After the new witnesses came forward, they asked MacColl's former shipmates if they knew anything at all. Cunningham was quoted as saying "197 members of the ship's company in and around Dubai for eight days – I'm sure there's more information that can assist us and encourage the Dubai Police to carry on the investigation."

==Theories==
The belief held by the Royal Navy is that MacColl fell into the sea near to where HMS Westminster was berthed, and drowned. This is what they have recorded on his death certificate. However, a new theory came to light when new witnesses recalled seeing another taxi turn up at the ship with MacColl getting in and returning to Dubai.

==Subsequent events==
When HMS Westminster returned to dock in the United Kingdom at Portsmouth, the crew were instructed to leave a space when they stand on the deck as they were cheered on by family and friends. The lining of the deck, known as Procedure Alpha, is traditional when returning to port for Royal Navy ships.

In February 2013, Rachael MacColl closed down the Facebook group associated with her husband's disappearance. The group had attracted over 100,000 people and offered up lots of information, but Rachael MacColl said that it just reminded her of what she and her children had lost. By that point, it had been over a year since the family had last seen Timothy MacColl due to him setting sail for the naval mission that HMS Westminster was undertaking. Rachael MacColl described the website as having an adverse effect on all of their lives.

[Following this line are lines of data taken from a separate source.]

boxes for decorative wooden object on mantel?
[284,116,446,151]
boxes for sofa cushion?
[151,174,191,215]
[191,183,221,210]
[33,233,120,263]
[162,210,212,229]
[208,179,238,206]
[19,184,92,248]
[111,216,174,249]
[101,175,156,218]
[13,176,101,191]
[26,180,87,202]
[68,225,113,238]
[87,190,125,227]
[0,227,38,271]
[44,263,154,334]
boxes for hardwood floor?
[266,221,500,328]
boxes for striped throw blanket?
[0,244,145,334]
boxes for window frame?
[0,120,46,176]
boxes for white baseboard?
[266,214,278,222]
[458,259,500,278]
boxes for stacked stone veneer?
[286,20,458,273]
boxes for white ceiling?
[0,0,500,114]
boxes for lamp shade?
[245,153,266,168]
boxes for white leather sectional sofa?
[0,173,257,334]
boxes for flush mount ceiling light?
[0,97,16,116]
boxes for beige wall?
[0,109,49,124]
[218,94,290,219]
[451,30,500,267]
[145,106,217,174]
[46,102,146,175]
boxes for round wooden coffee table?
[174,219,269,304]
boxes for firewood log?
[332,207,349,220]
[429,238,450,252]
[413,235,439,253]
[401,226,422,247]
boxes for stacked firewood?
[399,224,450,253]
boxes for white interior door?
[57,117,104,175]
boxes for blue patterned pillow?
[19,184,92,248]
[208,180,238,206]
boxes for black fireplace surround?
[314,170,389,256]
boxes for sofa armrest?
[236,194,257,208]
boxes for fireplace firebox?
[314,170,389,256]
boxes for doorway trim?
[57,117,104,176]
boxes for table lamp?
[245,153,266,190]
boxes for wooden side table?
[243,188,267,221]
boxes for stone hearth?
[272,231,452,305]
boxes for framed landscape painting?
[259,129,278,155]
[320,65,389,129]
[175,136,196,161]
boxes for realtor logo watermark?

Two years later, in May 2014, Leading Seaman MacColl was declared dead. His death certificate lists his death as being due to drowning. His wife maintains that MacColl "is disappeared, not missing" and contested the notion that he died by drowning and disagreed with the Navy about declaring death. The Navy maintain that this was necessary to enable his wife to claim his pension, and she was also served notice that she must vacate her military Service Family Accommodation (SFA) at Gosport as she no longer had an entitlement to it, as is normal procedure for all spouses.